Labour are back in the lead in this week’s Ashcroft National Poll, with the Conservatives falling back to 27 per cent from last week’s score of 33 per cent. Last week I suggested that their boost may have been down to a short-term “Junker effect” as voters approved of the Prime Minister fighting Britain’s corner in Brussels. Such an effect seems to have been short-lived, with the party’s support returning to levels I have found in previous surveys. The wider Labour lead is in line with other surveys published today by Populus (7 points) and over the weekend by Opinium (6 points).
Other parties’ changes are within the margin of error, giving us scores of Conservative 27 per cent (-6 per cent), Labour 34 per cent (+3), Liberal Democrats 11 per cent (+2), UKIP 15 per cent (no change). The Greens are also unchanged on 6 per cent.
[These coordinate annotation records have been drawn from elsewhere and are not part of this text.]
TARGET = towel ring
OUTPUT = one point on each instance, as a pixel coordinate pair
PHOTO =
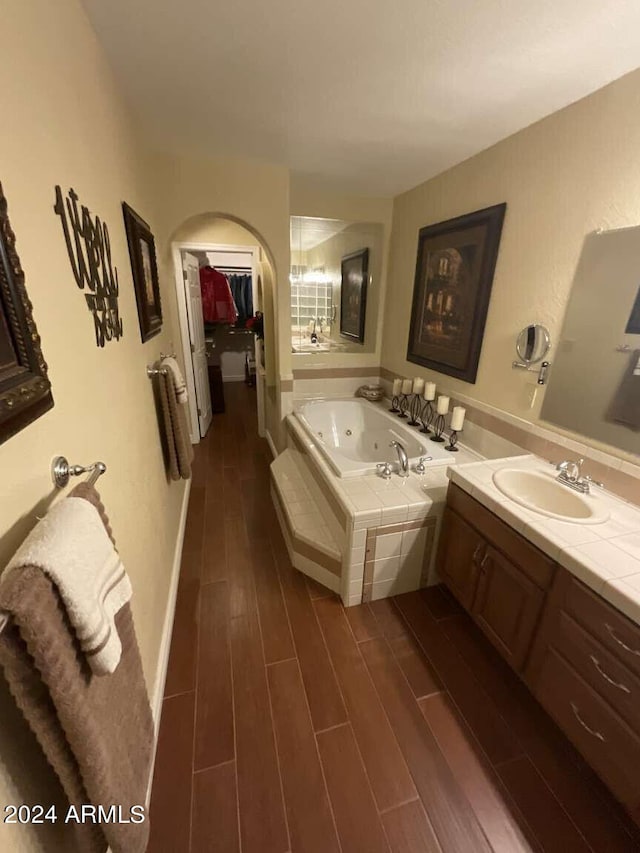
(61, 471)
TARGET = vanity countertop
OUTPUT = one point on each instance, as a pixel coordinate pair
(604, 556)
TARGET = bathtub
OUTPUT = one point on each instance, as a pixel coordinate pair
(354, 435)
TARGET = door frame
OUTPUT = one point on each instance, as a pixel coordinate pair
(189, 246)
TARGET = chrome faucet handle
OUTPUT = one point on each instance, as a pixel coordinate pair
(421, 468)
(591, 481)
(384, 470)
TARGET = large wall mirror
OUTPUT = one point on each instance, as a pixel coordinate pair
(594, 384)
(335, 284)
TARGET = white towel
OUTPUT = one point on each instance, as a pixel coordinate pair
(178, 379)
(70, 545)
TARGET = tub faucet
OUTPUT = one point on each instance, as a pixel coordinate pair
(403, 459)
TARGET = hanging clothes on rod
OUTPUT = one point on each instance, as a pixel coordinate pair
(218, 305)
(242, 291)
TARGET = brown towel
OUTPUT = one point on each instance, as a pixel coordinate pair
(176, 430)
(96, 731)
(625, 406)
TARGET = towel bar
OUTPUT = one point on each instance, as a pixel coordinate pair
(61, 472)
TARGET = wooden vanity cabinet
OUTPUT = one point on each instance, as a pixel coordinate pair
(497, 576)
(461, 549)
(579, 656)
(506, 606)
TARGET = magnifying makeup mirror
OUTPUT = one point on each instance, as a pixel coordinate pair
(532, 345)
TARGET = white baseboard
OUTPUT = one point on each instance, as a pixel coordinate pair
(272, 446)
(167, 629)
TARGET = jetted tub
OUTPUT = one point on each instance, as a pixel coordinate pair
(354, 435)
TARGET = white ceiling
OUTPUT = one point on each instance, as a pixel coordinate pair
(307, 232)
(370, 95)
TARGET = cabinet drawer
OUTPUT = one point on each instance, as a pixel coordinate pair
(536, 565)
(616, 633)
(604, 739)
(602, 670)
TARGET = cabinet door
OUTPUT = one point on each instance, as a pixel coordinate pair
(459, 554)
(506, 606)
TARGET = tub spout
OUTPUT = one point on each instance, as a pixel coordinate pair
(403, 459)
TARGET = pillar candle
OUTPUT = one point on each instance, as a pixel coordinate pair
(457, 418)
(443, 405)
(430, 391)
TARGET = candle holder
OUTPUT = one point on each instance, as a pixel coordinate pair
(453, 440)
(438, 428)
(426, 416)
(414, 409)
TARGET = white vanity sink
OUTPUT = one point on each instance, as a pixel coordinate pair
(541, 492)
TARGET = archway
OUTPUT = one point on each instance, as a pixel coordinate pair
(204, 234)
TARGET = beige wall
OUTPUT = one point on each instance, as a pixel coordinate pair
(565, 176)
(255, 195)
(308, 198)
(64, 123)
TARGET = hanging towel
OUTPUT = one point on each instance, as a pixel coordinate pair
(625, 407)
(96, 732)
(178, 379)
(217, 301)
(174, 429)
(72, 547)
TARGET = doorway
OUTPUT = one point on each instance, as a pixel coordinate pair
(225, 348)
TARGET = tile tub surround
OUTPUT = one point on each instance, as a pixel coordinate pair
(621, 475)
(606, 556)
(369, 505)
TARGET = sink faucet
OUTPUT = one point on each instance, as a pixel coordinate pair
(570, 476)
(403, 459)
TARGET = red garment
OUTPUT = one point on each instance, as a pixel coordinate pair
(217, 302)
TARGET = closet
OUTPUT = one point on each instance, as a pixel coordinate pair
(232, 344)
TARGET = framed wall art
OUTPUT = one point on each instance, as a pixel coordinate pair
(353, 295)
(144, 267)
(454, 273)
(25, 390)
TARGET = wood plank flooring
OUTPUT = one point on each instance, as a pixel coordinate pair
(292, 724)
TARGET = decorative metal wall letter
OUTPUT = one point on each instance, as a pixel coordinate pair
(89, 251)
(25, 390)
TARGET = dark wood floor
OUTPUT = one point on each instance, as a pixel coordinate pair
(290, 723)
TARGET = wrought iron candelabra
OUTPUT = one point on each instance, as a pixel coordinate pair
(438, 428)
(426, 416)
(415, 407)
(453, 441)
(403, 405)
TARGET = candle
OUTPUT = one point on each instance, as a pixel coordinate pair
(443, 405)
(457, 418)
(430, 391)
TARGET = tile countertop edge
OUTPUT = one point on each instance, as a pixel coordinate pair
(621, 591)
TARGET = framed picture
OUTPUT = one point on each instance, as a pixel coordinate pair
(353, 294)
(633, 323)
(454, 273)
(142, 251)
(25, 390)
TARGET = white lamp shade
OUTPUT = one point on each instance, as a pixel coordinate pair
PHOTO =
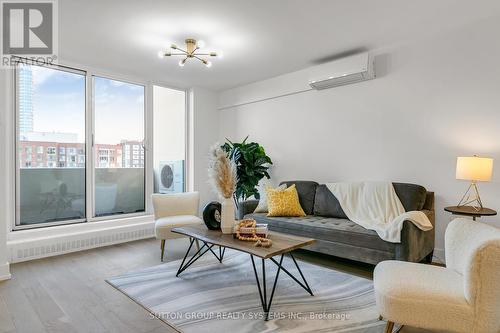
(474, 168)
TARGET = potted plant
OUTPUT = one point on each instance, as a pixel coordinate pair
(252, 165)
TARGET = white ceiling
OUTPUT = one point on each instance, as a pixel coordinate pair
(259, 38)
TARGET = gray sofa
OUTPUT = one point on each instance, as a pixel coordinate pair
(338, 236)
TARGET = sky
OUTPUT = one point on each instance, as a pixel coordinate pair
(59, 106)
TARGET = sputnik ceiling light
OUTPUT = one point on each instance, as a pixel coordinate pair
(192, 46)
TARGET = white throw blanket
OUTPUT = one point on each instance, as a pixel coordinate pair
(376, 206)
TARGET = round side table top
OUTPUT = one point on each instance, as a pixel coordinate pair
(470, 211)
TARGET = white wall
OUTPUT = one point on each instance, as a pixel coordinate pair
(433, 100)
(169, 107)
(203, 133)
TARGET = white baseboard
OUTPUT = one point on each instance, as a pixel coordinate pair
(4, 272)
(30, 245)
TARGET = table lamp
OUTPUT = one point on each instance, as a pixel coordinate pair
(474, 169)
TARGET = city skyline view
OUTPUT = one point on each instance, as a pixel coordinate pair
(53, 101)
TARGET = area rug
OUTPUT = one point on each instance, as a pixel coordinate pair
(223, 297)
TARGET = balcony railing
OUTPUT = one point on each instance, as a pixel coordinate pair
(58, 194)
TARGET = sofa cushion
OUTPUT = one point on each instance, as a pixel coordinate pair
(412, 196)
(284, 202)
(325, 204)
(307, 191)
(326, 228)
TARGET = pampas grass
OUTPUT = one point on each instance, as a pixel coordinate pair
(221, 172)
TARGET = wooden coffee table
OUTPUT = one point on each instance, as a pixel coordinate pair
(282, 244)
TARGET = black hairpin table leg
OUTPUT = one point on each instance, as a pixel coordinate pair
(302, 284)
(201, 251)
(266, 304)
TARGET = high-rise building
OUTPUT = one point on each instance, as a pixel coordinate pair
(25, 99)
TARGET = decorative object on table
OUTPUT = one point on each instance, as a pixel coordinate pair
(463, 297)
(212, 215)
(470, 211)
(473, 169)
(222, 176)
(284, 202)
(247, 230)
(252, 165)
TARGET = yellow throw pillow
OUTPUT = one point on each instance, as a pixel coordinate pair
(284, 202)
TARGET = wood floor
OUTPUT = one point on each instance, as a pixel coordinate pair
(68, 293)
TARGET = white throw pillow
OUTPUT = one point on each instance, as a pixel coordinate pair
(262, 206)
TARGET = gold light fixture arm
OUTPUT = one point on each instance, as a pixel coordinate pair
(190, 52)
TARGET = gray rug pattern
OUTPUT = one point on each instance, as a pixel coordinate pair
(211, 296)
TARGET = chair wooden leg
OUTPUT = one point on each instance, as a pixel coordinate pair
(389, 327)
(162, 248)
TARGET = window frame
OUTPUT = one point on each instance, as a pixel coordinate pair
(89, 180)
(92, 217)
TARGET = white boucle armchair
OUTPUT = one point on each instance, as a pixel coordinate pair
(174, 210)
(464, 296)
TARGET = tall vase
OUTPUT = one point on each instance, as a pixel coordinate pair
(227, 216)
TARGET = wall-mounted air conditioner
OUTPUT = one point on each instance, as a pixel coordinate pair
(170, 178)
(344, 71)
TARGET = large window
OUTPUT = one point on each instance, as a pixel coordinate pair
(119, 147)
(80, 155)
(50, 119)
(169, 141)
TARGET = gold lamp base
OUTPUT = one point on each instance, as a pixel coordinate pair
(471, 198)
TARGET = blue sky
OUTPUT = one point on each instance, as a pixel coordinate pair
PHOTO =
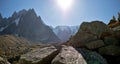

As in the first round of the ANP in May, I asked respondents how they rated various parties and politicians. In each case the ratings given were rather lower than two months ago, but the pattern remains similar. David Cameron was the most highly rated leader among voters as a whole, swing voters and (of the established parties) his own supporters. He was also the only leader rated more highly than his party. George Osborne continued to score better than his opposite number.
Though UKIP and Nigel Farage scored the highest ratings of any party or leader among their own supporters – partly, no doubt, because they have not yet had the chance to disappoint them in office – they received among the lowest scores among voters as a whole and swing voters, who either do not know how they will vote or say they may change their mind before election day.
Ed Miliband remains the only party or leader to receive lower ratings among swing voters than among the electorate as a whole.
Finally, I tested two propositions that will probably encapsulate the Conservative and Labour campaign messages in the remaining months before election day. The results are very finely balanced. Just under half (49 per cent) agreed that “things have been very difficult for a few years but the right decisions are being made, even if they are not always popular, and we need to continue on the path and see things through”. Meanwhile just over half (51 per cent) agreed that “the decisions made over the last few years have made things in Britain worse, not better, and we need a radical change of direction”.
Notably, men preferred to “see things through” by 54 per cent to 46 per cent, while for women the figures were reversed. Swing voters preferred to continue on the path by the same 8-point margin.
It was also striking that after a week in which Labour have been trying to reassure voters about their economic credentials, nearly three in ten of the party’s voters are open to the argument that the right decisions are being made and Britain should continue on the same path for the next five years.